Robert Frost (1874 - 1963)

Edward Thomas (1878 - 1917)

In her talk, Linda spoke about these poets, their life and times, how they met and showed us photographs of the beautiful area where they lived.

Many people now visit St Mary's church Dymock in the summer and retrace the steps of these poets.

Linda Hart's book is an excellent introduction to The Dymock Poets containing the story of each man and some sixty of their poems. Our only criticism is that some of the print is possibly a tad small for older readers whose eyesight is not as sharp as it once was.

You can find out more on the The Friends of the Dymock Poets website

War service

Sadly two of the 'Dymock Poets' did not survive the Great War.

Rupert Brooke was commisioned into the Royal Naval Volunteer Reserve as a temporary Sub-Lieutenant; he died on a French hospital ship from an infection on 23rd April 1915 on his way to the landing at Gallipoli and is buried on the Greek island of Skyros.

PoppiesPerhaps his most famous words come from his poem The Soldier which begins:

If I should die, think only this of me: that there's some corner of a foreign field that is forever England.
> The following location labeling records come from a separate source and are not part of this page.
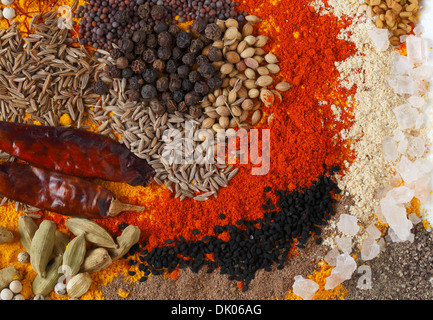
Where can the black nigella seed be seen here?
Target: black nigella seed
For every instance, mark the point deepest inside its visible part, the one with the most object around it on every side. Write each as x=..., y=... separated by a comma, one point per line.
x=264, y=243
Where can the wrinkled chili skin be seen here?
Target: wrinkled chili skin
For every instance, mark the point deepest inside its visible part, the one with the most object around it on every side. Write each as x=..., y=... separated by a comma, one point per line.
x=75, y=152
x=54, y=191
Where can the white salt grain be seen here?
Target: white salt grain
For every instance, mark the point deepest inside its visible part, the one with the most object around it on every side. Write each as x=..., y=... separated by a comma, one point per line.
x=344, y=244
x=401, y=84
x=348, y=224
x=416, y=49
x=370, y=249
x=342, y=271
x=304, y=288
x=389, y=147
x=380, y=38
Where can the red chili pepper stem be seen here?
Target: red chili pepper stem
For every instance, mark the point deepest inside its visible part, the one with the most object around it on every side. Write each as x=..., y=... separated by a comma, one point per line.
x=117, y=207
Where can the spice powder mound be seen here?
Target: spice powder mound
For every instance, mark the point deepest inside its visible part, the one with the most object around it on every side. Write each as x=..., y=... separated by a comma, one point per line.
x=304, y=133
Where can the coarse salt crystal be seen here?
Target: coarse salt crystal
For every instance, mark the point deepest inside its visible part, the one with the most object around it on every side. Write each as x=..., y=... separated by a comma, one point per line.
x=402, y=84
x=370, y=249
x=380, y=38
x=348, y=224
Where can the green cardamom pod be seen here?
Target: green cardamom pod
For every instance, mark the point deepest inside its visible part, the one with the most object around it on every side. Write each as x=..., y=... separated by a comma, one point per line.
x=78, y=285
x=96, y=259
x=26, y=230
x=43, y=286
x=74, y=255
x=42, y=246
x=60, y=243
x=93, y=232
x=130, y=236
Sadly, many are the fallen who lie in a foreign field.

Edward Thomas enlisted in the Artists Rifles in 1915 and was commissioned into the Royal Garrison Artillery as a 2nd Lt; he was killed at Arras on Easter Monday 1917, and was survived by his wife Helen, a son and two daughters.

His close friend, the American poet, Robert Frost had earlier suggested both familes might settle in the USA. His poem 'Two Roads' otherwise 'The Road not Taken' relates to Edward Thomas's decision to enlist.